Beckham isn’t the first example of a football player to gain widespread fame off the pitch, and he definitely won’t be the last. What makes Beckham special is the widespread media coverage and mania over his arrival in the United States. Posh, Spice Girls phenom, and Becks were celebrities in a town full of them. Billboards of Beckham clad in Armani underwear sprung up around LA, TV cameras followed him around and the public ate it up. What Beckham provided the Galaxy was a guaranteed stream of revenue. Fans wanted to see him play, buy his jersey, and they would pay top dollar to do so. Sponsors recognized the increased audience and saw an opportunity. When Beckham joined AC Milan on loan in 2008, Milan owner and Italian Prime Minister Silvio Berlusconi seized the opportunity and placed similar billboards around Milan. Superstars like Beckham earn more money than the rest not just because they play better, but because they generate revenue just by being on the field.
Money in football conclusion
While money does play quite a large role in football, in the end, the game itself is still at the forefront of the sport. Many of the teams could very well play to an empty stadium and still make money, there indeed is a reason football is so profitable. The beauty of the game itself and the way it captivates an audience is what makes it so special. Without the game, there would be no money to be made. While Real Madrid paid over £200 million for their ‘Galacticos’, they did play wonderful football, and fans tuned in. The fact of the matter is, fans can stomach the massive amounts of money spent and earned in the sport when they witness the results. The Premier League is host to some of the greatest teams in the world and the football it entails is arguably the most entertaining. While owners invest in clubs as a business, it is hard to believe that they too are not captivated by the play they witness every week. Money may be the god to football’s religion, but the fans are the followers, and if there is no faith in the game, than there is no money to be made. Thus in the end, the game itself is all that really matters.
So, is money ruining «our» beautiful game of football?
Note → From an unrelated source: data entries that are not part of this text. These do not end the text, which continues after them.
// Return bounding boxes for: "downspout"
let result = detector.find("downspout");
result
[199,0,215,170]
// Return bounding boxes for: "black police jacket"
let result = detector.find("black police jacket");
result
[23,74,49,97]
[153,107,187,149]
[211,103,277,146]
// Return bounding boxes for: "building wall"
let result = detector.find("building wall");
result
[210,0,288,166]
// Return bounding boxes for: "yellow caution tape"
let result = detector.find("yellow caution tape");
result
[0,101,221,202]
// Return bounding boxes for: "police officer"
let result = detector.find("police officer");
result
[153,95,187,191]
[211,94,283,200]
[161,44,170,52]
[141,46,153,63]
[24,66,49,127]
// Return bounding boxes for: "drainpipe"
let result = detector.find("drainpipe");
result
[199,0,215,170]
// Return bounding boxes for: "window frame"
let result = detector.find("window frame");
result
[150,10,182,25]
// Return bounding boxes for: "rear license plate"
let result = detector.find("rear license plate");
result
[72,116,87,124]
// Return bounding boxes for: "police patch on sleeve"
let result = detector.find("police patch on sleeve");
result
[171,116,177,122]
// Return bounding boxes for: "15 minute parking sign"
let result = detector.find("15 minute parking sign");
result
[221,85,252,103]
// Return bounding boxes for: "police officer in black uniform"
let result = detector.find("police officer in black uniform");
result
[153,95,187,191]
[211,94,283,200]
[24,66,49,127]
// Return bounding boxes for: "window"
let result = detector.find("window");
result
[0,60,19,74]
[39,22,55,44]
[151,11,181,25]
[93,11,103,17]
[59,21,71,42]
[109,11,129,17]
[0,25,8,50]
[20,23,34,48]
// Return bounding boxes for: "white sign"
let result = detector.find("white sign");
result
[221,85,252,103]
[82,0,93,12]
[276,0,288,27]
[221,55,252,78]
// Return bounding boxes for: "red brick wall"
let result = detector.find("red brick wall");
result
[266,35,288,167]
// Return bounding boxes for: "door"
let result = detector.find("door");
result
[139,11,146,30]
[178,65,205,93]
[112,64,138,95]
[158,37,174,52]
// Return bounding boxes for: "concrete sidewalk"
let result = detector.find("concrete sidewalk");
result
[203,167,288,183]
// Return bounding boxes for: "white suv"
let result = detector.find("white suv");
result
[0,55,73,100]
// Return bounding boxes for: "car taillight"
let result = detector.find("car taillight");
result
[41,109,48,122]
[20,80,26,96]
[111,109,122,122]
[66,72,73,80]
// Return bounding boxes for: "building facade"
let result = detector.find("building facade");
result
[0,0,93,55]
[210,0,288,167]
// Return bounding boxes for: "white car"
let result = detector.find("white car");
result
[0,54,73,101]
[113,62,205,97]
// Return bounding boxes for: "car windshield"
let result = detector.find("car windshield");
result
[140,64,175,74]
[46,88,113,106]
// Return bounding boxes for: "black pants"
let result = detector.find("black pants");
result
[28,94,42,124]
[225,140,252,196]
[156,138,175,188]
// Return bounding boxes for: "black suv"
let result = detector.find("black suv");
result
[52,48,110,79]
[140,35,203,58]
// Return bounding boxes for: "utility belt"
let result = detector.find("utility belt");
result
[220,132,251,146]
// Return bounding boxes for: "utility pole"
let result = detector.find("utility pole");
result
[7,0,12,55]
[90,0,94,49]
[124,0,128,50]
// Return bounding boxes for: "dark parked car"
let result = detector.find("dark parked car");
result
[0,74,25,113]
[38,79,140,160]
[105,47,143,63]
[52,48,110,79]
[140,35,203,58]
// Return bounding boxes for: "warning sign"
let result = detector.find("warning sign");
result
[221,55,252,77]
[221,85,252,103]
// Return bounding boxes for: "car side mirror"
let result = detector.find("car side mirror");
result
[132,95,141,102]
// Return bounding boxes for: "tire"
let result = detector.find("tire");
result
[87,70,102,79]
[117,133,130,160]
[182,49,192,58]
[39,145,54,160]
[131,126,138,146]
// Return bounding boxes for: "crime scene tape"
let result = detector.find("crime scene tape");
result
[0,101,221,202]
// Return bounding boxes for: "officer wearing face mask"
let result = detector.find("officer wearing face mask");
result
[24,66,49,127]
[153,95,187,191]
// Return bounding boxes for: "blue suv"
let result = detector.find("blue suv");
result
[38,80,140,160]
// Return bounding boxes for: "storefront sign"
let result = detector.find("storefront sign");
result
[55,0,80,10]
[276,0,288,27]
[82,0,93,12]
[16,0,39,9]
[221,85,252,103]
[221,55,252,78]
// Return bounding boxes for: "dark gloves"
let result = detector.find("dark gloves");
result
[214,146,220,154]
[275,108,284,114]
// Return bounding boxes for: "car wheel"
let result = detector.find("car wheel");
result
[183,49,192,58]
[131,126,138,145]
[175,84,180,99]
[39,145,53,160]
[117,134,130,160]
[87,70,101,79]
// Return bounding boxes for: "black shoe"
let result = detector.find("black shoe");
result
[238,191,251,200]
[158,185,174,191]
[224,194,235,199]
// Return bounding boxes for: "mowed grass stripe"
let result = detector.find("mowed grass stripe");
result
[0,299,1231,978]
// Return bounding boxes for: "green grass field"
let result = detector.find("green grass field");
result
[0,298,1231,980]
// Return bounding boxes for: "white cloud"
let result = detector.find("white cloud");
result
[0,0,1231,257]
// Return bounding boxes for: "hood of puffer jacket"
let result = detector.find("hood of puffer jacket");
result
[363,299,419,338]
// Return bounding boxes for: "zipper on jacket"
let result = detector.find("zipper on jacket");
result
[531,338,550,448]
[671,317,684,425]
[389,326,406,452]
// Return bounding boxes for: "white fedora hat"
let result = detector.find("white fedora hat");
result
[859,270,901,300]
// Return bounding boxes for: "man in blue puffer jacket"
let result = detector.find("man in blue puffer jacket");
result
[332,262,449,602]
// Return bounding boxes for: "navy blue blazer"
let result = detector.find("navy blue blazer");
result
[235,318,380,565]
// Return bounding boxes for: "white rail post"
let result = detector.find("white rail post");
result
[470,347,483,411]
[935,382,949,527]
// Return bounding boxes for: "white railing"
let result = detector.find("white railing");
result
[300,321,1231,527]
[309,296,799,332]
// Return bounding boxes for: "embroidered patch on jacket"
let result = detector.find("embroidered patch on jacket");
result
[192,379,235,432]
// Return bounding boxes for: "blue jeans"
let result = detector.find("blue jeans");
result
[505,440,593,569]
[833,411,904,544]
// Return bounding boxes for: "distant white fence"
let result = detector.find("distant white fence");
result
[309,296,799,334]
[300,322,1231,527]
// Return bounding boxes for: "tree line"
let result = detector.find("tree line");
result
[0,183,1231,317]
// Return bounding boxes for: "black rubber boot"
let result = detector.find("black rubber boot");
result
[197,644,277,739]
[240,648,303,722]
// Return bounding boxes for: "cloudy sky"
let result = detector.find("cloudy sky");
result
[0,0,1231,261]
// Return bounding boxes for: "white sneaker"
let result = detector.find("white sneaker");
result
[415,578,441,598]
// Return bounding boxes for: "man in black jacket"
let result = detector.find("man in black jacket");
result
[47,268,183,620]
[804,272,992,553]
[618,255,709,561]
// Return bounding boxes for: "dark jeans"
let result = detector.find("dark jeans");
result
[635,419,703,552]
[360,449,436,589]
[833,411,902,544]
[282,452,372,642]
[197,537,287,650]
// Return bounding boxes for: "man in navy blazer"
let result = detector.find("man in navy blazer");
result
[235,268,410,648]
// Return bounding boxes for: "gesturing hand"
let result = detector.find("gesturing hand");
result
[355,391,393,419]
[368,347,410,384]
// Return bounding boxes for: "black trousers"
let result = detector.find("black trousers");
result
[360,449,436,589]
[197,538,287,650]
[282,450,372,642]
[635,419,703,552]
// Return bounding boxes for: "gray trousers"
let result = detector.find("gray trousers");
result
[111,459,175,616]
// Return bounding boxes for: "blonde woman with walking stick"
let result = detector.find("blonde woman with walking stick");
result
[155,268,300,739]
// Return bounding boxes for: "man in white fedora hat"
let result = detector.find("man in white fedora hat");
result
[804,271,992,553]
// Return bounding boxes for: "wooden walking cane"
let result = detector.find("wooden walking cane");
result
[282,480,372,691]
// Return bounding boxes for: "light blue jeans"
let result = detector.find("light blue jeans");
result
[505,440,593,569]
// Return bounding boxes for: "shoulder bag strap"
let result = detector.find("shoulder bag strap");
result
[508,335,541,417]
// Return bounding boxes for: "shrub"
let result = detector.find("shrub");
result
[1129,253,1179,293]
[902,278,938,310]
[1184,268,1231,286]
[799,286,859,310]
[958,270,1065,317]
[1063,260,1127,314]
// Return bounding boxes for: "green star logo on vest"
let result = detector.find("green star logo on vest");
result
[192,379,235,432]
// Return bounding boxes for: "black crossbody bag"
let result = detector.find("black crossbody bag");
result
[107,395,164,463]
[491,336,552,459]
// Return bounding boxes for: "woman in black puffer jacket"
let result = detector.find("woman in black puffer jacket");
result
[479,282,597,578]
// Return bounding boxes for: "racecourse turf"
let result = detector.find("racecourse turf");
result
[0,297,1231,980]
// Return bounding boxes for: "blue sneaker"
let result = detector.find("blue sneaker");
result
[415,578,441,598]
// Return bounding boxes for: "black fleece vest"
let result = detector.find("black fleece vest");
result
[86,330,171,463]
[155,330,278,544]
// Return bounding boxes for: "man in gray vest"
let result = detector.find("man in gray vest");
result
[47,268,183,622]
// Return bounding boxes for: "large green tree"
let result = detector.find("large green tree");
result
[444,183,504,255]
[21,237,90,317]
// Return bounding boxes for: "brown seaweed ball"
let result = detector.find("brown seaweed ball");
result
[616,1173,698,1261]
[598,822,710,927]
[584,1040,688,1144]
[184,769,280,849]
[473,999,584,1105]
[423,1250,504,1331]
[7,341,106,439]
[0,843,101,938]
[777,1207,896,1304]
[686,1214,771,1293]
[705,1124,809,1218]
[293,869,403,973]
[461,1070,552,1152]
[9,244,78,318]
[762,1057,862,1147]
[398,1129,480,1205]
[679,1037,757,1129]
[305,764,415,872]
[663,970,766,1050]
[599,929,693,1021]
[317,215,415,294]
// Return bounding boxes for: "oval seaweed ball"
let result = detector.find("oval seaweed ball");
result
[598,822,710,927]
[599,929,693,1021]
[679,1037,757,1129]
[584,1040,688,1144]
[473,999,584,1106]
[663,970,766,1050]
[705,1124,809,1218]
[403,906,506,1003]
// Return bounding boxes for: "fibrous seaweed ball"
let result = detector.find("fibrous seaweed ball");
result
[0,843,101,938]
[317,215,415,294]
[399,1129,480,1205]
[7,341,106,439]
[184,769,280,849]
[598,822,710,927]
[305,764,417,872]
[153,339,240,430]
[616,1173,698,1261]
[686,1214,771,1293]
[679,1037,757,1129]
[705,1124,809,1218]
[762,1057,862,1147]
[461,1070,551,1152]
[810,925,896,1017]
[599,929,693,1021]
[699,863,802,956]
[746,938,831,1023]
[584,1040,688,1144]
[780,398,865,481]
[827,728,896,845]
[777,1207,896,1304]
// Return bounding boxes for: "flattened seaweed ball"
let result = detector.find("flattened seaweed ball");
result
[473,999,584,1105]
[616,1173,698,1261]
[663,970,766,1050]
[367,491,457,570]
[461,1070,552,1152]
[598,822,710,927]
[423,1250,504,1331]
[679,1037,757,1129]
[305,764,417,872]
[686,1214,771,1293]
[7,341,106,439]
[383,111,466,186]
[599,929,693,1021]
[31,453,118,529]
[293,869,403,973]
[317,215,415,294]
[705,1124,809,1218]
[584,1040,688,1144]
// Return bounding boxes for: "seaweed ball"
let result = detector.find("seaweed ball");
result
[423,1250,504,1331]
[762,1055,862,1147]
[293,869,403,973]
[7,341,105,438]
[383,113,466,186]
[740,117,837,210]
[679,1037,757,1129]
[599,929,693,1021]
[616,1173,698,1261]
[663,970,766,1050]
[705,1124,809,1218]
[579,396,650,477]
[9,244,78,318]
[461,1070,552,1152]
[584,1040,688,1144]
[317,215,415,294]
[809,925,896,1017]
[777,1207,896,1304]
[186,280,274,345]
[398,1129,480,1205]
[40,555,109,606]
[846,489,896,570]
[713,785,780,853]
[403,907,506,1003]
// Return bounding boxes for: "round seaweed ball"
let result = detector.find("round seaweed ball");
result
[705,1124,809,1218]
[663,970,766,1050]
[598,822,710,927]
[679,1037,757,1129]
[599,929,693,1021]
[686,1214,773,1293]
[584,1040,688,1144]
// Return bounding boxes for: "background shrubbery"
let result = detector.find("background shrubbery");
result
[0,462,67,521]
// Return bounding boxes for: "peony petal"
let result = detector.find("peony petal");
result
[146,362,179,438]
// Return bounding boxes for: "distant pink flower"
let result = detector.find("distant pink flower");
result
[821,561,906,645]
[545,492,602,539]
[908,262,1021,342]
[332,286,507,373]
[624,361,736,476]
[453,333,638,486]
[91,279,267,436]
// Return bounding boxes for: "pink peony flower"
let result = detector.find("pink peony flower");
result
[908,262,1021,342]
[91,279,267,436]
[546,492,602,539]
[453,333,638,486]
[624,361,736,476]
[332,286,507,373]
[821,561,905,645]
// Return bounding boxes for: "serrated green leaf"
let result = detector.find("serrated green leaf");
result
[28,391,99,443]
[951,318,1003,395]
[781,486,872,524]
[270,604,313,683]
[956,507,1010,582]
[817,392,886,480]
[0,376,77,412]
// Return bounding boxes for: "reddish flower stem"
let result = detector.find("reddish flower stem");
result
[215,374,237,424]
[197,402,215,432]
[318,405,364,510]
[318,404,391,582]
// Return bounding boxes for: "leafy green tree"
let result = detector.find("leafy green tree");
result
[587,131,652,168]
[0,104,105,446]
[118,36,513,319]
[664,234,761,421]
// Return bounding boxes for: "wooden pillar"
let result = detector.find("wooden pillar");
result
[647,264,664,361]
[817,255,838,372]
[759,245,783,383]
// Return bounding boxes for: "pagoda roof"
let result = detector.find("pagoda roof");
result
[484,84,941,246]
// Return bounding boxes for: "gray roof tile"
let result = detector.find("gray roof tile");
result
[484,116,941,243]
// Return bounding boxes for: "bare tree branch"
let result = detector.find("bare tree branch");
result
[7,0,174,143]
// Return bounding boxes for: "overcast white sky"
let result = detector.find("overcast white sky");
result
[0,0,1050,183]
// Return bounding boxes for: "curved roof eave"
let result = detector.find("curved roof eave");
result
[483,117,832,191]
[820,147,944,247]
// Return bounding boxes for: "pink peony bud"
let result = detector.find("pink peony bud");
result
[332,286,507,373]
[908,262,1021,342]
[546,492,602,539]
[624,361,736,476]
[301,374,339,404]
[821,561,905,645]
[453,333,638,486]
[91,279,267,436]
As I said, the arguments are compelling, and everyone will have a different view. Money may well be ruining football, but in some cases, the blame lies with the clubs themselves. Players and their agents will always be considered greedy. Sponsorship will continue and probably grow. More clubs will go out of existence. Sooner or later, as with any market driven by money, the walls may come crashing down.
Football could be a victim of its own success and popularity.
However, while football continues to be the most popular sport on the planet, there will always be a market for it. And where there is a global market for something, there will always be money.
For the forseeable future, money in football is here to stay.